There have been many other examples of similarly unpopular moves. Leeds United under Don Revie changed to a white strip in order to look like Real Madrid. The town of Inverness did the truly unthinkable and merged its two rival clubs in a bid to escape the prison of the Highland Football League. None of those motives are better than Tan's. All of them were met with various levels of derision and revulsion, but now all those rebels are forgotten. Why? Because the teams in question then went on to achieve success.

So far, Cardiff have not achieved anything except promotion. If they do succeed, there is little doubt that the old colours, with their solitary FA Cup in their century, will be gone forever. As for replacing Mackay, they'll probably be OK. There are plenty of failed managers for whom Cardiff would represent a superb opportunity to get back into the game -- the Gary Megsons of the world -- and those who seem to have the power to gain any job going, like Michael Appleton. The only people to rule out are those who are uncomfortable either working with Tan or going into a club where the entire fanbase will immediately despite them as one of his stooges. For once, the odds column in the betting markets will rate managers not by reputation, but simply list their lack of dignity in raw numbers.

Unusually though, this may be good for Mackay. The Scot has done well with what is one of the poorest squads in the league, and took complete control of an extremely competitive division with a worse side and stronger opponents than Cardiff had while foundering in the playoffs in seasons past. But with a nod to stopped clocks, Tan is half-right in his criticism - Mackay has also overspent on a load of rubbish.

John Brayford was never going to be a Premier League player. Andreas Cornelius was a pointless risk this season. Prior to getting promoted, Mackay built a squad of Championship lifers, allowing him to edge out the rest of the competition but leaving the club with far too much to spend once they came up.
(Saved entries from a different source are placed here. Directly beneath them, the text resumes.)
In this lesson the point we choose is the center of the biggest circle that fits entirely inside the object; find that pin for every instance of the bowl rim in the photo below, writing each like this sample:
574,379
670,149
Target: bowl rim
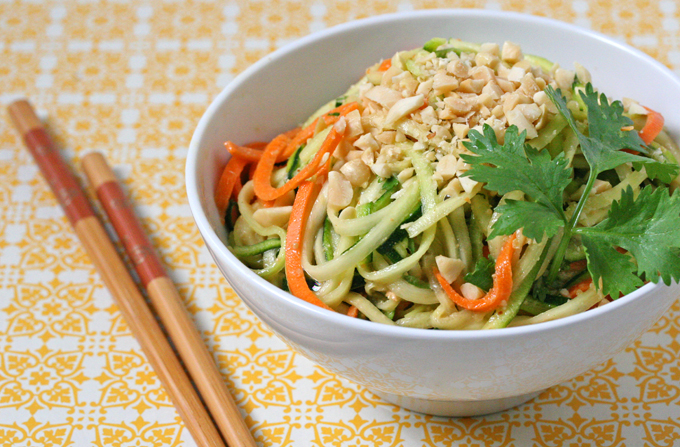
213,242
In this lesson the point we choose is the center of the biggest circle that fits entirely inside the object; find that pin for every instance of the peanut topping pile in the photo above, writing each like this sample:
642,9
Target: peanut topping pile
433,98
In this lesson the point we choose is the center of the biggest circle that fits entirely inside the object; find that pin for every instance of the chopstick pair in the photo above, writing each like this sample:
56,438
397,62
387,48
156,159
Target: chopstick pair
222,416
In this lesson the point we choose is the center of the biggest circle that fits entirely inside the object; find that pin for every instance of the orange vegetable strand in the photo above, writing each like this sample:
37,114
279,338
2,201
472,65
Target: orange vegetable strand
653,126
502,283
231,176
295,275
262,178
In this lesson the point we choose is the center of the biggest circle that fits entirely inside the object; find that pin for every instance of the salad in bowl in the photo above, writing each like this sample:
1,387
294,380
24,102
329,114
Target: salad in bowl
460,185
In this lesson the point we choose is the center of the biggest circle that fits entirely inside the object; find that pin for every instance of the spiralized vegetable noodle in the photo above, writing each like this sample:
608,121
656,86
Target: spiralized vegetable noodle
460,186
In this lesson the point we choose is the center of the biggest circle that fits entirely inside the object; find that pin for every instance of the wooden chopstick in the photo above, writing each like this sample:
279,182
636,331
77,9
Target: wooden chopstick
115,275
167,303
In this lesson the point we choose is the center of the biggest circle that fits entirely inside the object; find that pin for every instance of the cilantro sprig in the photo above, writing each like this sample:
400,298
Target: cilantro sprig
647,228
516,166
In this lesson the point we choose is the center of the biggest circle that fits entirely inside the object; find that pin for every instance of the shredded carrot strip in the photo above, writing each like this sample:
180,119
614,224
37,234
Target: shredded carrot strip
259,145
245,152
295,275
502,283
231,176
652,127
263,173
308,132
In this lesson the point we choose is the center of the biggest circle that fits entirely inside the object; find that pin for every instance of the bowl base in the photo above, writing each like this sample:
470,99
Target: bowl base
456,408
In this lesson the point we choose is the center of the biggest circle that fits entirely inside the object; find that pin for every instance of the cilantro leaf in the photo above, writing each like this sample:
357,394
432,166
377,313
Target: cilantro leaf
482,275
517,166
535,219
648,227
603,147
606,122
612,272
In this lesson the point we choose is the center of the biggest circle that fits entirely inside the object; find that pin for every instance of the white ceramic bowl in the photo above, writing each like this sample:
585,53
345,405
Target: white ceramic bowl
439,372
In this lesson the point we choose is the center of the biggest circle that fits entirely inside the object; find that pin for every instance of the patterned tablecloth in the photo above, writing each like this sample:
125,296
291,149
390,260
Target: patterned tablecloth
131,79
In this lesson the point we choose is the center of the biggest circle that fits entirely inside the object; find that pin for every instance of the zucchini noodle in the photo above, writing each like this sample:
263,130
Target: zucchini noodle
399,233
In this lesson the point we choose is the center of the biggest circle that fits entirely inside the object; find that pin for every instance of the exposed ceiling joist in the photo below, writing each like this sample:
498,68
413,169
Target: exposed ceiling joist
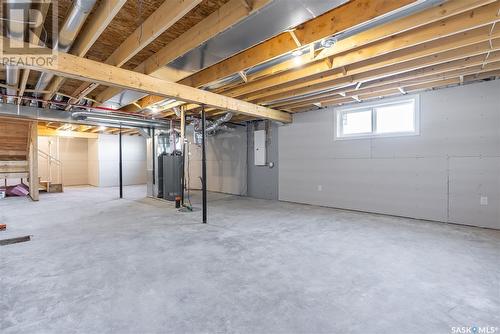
225,17
88,70
328,24
163,18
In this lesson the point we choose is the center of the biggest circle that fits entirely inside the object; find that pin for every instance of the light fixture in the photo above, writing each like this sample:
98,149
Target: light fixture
297,61
328,42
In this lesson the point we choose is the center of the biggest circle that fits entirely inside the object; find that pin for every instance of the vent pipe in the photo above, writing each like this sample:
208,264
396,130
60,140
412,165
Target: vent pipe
67,35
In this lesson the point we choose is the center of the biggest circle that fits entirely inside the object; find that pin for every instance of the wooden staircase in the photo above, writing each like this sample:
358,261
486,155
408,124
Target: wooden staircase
51,183
18,142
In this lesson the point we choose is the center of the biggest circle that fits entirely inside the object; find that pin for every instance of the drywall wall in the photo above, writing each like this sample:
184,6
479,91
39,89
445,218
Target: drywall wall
226,161
439,175
263,181
93,162
72,152
134,160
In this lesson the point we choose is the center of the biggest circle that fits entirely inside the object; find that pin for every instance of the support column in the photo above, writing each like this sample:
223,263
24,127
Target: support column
33,161
120,163
203,164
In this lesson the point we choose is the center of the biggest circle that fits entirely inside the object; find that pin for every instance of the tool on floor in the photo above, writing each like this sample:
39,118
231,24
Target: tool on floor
10,241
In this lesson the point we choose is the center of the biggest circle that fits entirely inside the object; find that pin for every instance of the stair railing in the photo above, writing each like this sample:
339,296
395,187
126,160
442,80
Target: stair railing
52,161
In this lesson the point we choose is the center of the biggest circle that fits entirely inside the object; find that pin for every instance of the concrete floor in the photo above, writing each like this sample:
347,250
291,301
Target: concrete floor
101,265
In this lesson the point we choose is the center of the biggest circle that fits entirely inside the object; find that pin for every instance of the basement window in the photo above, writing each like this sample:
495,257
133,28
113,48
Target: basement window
399,117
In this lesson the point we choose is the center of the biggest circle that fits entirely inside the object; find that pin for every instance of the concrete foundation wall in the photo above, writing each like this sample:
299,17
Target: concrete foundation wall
226,162
134,160
72,152
439,175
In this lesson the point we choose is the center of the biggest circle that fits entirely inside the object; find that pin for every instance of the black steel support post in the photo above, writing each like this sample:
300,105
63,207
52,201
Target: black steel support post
203,165
153,144
121,162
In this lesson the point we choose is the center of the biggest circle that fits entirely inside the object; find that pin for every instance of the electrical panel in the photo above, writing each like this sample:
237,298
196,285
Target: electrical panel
259,145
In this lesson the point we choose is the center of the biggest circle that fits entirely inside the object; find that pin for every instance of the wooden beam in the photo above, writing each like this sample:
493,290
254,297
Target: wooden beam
441,48
222,19
478,17
88,70
95,26
97,23
34,39
448,70
44,131
333,22
163,18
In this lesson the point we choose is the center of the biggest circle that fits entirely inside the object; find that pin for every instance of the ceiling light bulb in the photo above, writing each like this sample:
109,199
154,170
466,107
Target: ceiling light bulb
328,42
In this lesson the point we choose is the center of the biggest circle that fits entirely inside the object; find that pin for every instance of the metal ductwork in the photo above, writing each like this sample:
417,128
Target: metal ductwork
213,127
67,34
15,30
114,119
81,117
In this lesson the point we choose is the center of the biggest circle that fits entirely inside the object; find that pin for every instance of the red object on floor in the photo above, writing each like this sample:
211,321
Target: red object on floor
19,190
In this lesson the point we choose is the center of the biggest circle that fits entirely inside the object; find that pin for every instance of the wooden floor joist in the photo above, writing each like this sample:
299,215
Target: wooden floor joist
88,70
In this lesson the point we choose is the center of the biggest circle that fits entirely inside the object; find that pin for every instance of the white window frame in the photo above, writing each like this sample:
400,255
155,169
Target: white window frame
364,106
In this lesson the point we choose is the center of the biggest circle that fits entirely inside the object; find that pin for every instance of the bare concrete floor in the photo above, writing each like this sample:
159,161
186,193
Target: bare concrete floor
97,264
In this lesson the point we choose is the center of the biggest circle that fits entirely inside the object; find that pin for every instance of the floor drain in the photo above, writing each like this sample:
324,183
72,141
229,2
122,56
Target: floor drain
5,242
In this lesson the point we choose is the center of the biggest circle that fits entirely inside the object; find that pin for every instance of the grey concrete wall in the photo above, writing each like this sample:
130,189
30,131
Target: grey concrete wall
263,182
439,175
226,162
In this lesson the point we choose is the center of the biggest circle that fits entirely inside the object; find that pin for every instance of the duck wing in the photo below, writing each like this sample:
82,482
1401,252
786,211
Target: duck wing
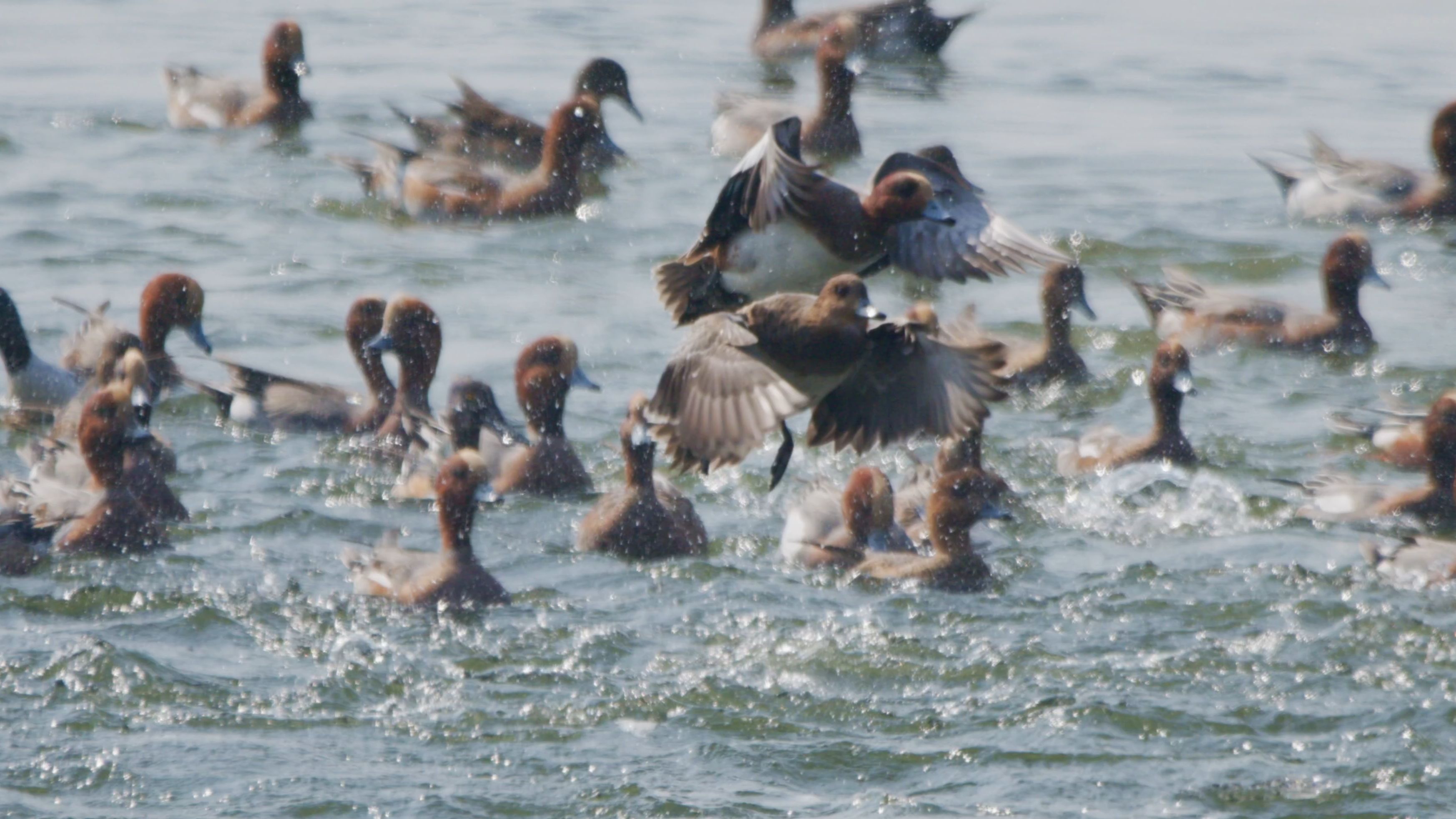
1384,181
911,381
718,398
980,244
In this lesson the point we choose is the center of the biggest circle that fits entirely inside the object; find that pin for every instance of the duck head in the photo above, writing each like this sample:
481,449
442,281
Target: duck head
870,507
545,374
606,79
902,197
172,301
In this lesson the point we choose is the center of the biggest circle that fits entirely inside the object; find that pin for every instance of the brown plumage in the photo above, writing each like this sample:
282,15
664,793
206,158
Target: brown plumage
1106,448
739,377
959,502
452,576
1052,357
488,133
267,400
198,101
169,302
648,518
1205,318
548,465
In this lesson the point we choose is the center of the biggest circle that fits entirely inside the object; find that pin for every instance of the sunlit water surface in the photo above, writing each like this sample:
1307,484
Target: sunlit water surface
1157,643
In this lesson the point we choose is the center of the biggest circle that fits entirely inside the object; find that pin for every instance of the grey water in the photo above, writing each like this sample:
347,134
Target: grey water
1157,643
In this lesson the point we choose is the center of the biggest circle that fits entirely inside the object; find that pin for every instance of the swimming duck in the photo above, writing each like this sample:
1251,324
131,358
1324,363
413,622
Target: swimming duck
113,522
60,464
488,133
168,302
469,409
452,188
782,226
897,30
412,334
959,502
198,101
742,375
1206,318
1396,438
1053,357
548,465
1340,497
1338,188
648,518
829,132
914,499
1429,562
452,576
1106,448
34,384
271,401
832,528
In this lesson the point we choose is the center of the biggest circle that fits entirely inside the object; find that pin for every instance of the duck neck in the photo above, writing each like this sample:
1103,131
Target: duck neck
376,378
1167,409
836,85
456,521
1057,320
14,344
776,14
640,465
281,79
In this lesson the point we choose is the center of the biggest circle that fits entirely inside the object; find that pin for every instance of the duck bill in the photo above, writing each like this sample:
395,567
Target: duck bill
1183,382
194,332
1082,306
935,212
1372,276
631,107
994,510
868,311
579,378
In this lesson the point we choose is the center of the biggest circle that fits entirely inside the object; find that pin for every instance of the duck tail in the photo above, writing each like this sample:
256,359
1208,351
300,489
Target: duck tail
1344,423
1282,176
693,289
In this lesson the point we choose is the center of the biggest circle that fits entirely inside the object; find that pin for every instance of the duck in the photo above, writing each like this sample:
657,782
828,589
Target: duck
832,528
169,302
1343,499
781,226
198,101
914,499
111,521
896,30
264,400
447,188
1103,450
450,578
1394,436
547,465
739,377
411,332
1361,190
1427,562
828,133
1053,357
60,464
648,518
488,133
34,384
959,502
1207,318
469,410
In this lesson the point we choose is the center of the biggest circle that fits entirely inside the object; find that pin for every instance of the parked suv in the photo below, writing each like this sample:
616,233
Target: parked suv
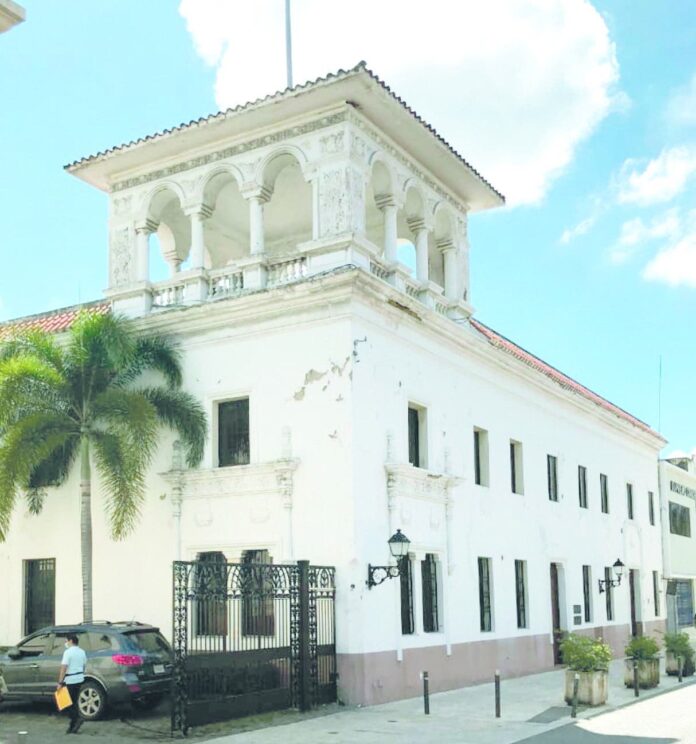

His good buys - Gary Medel, Steven Caulker, Jordon Mutch, Aron Gunnarsson - have all followed the same model - impressive coups, but no prizes for guessing they'd be good signings.

If Tan simply stated there was no more money to spend without going rogue over it, then it's entirely possible Cardiff would go down this season, and Mackay would be another in the long list of managers filed under 'can't hack it in the Premier League.' As it is, he gets the opportunity to leave with his stock at its apogee, and thought of a saint for being patient enough to endure working with a madman. Maybe he'll take over at West Brom, where he'll replace Steve Clarke with Steve Clarke. Maybe Tottenham will be knocked back by every other manager around and have to turn to him, since he won't be doing any transfers anyway. Whatever happens, Mackay will have done well in profiting from lunacy. And isn't that pretty much a football manager's job description?